Grading, like so much in our educational system, is long overdue for an overhaul. Just in my lifetime, the grading systems of the early 80’s are the same ones we employ on a day to day basis today. While it serves a purpose, it really doesn’t co-exist very nicely with the ideas of individualized or personalized learning, differentiation, and teaching the whole child. Grading simply can’t be the only means by which we provide feedback to students, and while there are a variety of ways to give deeper and more specific feedback, I personally think giving badges is a practice worth exploring.

Think about those students you have taught in your days as a teacher. Think about the varying skills, interests, and abilities they brought in each and every day. Now think about evaluating those varying attributes using the same exact set of expectations each and every day. What might happen if we looked at daily feedback as a way to engage the core of a child in an effort to bring out the best they have to offer, not just an understanding of math facts?

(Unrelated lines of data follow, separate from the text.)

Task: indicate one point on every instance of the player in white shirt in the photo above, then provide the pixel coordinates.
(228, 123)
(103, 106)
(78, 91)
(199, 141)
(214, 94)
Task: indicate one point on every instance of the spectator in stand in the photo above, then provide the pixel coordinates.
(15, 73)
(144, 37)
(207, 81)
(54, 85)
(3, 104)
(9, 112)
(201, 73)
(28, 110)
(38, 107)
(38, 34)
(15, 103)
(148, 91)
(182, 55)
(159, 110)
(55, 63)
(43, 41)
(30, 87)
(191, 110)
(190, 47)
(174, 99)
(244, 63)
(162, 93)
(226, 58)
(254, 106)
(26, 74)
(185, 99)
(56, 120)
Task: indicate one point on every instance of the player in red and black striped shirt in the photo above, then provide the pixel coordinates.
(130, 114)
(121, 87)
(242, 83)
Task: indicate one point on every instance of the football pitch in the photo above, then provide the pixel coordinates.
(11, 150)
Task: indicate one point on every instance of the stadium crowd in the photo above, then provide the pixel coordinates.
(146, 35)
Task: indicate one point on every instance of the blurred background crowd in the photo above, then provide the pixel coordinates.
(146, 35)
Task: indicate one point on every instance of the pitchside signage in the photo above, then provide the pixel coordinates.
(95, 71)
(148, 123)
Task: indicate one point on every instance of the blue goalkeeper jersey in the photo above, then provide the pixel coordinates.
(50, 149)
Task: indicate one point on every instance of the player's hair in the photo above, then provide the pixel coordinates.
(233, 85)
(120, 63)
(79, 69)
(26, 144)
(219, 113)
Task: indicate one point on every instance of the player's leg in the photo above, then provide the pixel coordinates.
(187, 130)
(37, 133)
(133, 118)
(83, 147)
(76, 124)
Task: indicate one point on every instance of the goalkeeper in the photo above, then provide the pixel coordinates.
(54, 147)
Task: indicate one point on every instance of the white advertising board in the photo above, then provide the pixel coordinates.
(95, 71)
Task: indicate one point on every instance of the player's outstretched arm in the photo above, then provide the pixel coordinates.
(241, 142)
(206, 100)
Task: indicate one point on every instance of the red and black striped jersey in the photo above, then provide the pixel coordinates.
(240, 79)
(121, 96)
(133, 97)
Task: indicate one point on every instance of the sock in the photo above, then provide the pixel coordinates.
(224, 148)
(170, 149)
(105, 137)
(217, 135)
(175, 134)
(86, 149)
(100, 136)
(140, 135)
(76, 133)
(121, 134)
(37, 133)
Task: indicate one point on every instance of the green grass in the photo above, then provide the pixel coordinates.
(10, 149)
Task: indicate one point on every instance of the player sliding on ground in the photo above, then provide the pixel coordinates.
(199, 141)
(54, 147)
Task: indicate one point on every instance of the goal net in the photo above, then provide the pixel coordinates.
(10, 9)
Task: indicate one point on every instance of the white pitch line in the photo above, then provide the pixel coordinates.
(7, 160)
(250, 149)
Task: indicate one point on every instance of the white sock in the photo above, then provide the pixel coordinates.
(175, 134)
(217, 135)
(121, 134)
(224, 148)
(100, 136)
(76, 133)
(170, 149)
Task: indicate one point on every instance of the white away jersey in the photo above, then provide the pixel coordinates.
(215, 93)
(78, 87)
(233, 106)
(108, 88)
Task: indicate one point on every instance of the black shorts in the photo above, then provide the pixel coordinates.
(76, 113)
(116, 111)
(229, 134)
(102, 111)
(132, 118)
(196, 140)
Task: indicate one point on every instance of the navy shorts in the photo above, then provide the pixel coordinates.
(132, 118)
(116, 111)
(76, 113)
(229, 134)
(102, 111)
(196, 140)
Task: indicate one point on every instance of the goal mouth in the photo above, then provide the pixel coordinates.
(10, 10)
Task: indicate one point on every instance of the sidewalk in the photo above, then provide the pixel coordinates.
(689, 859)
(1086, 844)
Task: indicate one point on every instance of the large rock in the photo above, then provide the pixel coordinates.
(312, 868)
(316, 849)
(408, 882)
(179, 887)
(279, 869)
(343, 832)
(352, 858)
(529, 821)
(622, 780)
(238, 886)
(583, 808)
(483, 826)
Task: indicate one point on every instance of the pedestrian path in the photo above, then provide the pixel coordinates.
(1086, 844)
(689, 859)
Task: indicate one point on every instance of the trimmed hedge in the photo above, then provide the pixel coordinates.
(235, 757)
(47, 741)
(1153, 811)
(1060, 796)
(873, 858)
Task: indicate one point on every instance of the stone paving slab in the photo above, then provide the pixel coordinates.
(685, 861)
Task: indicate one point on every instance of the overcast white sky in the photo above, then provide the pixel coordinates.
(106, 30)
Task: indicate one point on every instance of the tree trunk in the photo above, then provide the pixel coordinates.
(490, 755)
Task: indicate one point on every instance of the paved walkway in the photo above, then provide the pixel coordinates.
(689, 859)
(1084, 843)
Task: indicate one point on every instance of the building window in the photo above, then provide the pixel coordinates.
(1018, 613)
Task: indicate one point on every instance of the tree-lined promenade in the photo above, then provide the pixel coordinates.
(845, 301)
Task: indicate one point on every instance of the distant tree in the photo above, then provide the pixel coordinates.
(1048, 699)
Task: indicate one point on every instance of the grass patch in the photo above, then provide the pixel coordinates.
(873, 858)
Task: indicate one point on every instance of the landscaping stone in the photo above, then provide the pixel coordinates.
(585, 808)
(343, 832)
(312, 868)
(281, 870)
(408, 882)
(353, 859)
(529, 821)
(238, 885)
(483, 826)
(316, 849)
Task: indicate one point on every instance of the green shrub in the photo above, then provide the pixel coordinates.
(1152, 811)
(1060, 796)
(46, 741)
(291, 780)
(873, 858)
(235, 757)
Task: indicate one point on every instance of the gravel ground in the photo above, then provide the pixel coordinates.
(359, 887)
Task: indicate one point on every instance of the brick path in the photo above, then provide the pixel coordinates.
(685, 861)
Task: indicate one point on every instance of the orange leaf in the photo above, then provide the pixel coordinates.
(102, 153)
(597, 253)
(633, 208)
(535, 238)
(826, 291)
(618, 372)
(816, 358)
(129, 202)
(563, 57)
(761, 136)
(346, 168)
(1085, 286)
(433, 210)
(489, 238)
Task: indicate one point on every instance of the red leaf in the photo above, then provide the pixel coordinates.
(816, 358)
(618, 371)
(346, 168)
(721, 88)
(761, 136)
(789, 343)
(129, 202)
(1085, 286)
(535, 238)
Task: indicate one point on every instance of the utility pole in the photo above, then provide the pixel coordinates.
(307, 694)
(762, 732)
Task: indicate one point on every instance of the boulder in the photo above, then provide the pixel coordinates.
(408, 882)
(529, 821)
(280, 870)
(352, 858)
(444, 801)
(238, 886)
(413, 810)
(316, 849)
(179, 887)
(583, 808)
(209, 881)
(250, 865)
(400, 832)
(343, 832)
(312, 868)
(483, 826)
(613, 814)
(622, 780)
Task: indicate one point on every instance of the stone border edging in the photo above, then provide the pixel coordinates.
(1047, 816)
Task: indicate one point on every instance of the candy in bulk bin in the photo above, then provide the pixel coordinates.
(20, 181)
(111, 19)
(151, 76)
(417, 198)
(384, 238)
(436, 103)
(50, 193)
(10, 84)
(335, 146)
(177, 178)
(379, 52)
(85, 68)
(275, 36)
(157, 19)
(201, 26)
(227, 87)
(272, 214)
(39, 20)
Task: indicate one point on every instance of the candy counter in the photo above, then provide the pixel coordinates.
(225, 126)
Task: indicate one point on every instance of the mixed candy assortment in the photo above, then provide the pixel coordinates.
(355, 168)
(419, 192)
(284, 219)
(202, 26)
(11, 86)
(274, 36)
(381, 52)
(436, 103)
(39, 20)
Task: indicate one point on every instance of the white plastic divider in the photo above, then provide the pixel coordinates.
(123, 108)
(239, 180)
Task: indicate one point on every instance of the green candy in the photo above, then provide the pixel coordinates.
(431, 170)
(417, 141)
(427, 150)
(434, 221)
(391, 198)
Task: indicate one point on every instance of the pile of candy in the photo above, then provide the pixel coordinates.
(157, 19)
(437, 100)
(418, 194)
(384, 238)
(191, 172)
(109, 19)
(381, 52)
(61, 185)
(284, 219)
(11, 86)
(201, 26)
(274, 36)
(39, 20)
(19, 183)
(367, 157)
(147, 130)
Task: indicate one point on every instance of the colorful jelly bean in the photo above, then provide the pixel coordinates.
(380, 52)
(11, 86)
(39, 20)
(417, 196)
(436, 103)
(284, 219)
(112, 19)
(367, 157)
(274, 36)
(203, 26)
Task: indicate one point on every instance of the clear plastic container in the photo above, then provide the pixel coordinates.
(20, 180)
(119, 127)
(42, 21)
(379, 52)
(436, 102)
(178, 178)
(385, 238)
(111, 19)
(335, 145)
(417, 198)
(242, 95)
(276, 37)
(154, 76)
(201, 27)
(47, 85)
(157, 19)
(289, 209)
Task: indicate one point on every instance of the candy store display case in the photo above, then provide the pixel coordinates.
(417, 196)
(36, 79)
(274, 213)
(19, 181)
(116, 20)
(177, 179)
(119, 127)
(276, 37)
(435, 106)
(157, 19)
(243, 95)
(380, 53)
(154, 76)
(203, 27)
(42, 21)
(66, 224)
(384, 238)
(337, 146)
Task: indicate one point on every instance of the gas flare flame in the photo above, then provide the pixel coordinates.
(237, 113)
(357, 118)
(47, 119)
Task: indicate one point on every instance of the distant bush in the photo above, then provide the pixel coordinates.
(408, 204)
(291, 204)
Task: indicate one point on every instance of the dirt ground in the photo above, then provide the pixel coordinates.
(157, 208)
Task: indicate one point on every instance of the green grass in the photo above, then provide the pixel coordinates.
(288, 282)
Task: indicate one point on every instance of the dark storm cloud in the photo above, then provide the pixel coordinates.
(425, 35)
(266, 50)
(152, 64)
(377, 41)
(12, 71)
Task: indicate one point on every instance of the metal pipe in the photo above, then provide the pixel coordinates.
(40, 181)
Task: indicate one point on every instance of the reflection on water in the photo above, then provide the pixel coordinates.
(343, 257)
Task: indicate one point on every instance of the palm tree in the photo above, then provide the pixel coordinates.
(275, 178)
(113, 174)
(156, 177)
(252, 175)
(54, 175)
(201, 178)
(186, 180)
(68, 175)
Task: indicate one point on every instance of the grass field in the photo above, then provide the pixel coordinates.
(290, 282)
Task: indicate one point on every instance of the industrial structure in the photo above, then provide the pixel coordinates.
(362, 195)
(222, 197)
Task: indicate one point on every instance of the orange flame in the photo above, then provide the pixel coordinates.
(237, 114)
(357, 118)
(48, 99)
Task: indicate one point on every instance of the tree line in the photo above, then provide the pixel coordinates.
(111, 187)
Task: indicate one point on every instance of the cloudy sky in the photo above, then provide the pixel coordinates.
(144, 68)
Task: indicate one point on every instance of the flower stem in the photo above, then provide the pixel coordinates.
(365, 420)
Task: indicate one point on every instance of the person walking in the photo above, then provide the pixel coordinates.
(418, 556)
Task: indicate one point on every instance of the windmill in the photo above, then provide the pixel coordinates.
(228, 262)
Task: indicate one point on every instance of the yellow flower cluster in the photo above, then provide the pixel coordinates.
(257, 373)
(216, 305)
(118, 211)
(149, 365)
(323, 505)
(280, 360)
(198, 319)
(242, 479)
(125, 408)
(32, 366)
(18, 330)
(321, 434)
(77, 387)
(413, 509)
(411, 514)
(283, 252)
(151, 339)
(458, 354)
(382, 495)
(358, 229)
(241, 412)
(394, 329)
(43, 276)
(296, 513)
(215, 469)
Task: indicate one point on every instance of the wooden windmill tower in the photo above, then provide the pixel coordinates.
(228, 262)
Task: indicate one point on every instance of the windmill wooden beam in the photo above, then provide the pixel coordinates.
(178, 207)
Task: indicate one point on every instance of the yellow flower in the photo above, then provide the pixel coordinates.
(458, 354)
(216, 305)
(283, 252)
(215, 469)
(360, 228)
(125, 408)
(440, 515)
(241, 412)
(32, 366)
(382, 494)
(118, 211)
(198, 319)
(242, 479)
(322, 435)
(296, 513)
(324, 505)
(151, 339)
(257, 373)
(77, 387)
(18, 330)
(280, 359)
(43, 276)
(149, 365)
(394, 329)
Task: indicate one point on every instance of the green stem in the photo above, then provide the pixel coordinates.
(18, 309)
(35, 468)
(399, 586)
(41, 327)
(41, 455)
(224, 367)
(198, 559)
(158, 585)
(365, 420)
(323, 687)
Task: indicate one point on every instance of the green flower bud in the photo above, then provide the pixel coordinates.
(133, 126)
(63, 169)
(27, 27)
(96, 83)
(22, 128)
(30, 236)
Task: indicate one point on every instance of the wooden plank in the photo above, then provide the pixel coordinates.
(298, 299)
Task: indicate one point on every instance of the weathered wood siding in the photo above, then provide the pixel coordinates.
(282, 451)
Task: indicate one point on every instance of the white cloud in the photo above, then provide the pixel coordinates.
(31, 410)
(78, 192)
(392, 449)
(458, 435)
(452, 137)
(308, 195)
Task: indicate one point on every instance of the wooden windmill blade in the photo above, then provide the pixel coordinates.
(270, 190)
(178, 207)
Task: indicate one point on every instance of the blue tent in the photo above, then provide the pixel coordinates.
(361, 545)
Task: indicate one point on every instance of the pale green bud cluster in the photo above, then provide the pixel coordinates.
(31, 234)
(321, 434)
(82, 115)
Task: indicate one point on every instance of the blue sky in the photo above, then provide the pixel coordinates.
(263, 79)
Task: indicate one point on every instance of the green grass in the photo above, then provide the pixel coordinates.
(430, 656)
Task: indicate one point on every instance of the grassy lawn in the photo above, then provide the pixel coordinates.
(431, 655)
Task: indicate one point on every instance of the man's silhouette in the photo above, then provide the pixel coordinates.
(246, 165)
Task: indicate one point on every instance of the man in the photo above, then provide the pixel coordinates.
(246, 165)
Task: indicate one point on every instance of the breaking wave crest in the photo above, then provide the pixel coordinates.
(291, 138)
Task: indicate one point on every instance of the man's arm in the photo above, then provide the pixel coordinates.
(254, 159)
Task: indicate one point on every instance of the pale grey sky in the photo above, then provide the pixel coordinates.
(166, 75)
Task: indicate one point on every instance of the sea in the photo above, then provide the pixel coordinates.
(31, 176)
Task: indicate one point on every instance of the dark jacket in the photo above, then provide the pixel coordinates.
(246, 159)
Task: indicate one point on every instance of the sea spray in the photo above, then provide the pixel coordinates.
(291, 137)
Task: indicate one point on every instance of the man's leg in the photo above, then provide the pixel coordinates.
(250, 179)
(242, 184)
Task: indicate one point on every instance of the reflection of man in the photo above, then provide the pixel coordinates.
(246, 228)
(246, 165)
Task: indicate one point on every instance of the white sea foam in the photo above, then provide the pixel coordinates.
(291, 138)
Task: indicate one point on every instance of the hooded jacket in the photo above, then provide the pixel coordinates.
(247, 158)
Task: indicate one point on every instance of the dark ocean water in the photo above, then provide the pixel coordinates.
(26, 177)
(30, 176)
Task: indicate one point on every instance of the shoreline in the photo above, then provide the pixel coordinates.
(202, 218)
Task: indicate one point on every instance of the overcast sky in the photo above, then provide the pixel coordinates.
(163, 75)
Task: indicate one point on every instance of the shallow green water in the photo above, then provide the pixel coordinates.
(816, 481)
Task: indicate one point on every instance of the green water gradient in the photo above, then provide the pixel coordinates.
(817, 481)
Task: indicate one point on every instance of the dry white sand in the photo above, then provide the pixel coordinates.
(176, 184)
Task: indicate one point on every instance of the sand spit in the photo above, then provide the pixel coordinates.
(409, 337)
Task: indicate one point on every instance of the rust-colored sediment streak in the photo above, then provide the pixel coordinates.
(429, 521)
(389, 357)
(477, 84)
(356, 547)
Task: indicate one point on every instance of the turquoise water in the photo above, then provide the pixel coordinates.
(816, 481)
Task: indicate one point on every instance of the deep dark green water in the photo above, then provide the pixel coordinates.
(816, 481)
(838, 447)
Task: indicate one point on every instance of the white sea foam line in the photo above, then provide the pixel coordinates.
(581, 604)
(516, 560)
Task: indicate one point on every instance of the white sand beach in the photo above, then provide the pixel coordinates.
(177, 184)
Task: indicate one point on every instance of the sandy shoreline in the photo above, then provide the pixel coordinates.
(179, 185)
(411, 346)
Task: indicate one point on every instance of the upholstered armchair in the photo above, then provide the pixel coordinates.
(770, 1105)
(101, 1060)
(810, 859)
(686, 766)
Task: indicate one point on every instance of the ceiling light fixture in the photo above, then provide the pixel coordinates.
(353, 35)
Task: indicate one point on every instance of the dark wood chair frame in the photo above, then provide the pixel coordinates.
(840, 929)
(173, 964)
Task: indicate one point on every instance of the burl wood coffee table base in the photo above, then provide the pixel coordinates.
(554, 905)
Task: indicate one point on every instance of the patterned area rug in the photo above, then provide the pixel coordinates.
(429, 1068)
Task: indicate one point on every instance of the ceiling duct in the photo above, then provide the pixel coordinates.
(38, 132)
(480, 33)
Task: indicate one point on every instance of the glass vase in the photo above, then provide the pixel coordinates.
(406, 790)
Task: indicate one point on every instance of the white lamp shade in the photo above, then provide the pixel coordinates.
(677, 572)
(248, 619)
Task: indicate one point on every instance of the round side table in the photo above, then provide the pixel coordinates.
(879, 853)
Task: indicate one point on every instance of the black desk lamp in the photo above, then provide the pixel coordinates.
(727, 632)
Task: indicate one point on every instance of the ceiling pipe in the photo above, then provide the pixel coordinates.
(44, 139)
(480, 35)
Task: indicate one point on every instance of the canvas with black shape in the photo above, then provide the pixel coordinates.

What I love about they idea of badging is that it is so continually open. Grading is closed. We give a test, we score a test, we record the grade, and we return the test. More often than not, that is where the door closes. You were either successful, or you were not.  Badging allows you to identify the elements of that make the child a strong learner, and while you can certainly provide instructional, you can additionally award badges for skills, interests, and non-instructional abilities.

Imagine you could tell every kid in your class that you saw much more than a spelling grade. Imagine you show each child you see them for far more than a letter or number grade. Awarding badges can be done in a variety of ways, but when using a learning management system, you can not only award the badges throughout the year, but keep a running record of the growth and strengths each child possesses. I personally love Classflow for awarding badges. In the middle of a lesson delivery, I can look out at a student who is struggling, award them a perseverance badge, and open the door rather than shutting it. I can identify the student might not understand the math problem, but has some great artistic skills, and in time find a way to bridge the two. Drawing math problems might be solution to engagement, all because you build that confidence in other ways. I can award one student a badge, multiple students, or the whole group. I have the ability to create my own badges if I choose, and make it truly meaningful to my classroom culture. The opportunities are endless!

Have you tried badging? Are you considering it? I would love to hear your experiences. Learning together is always better!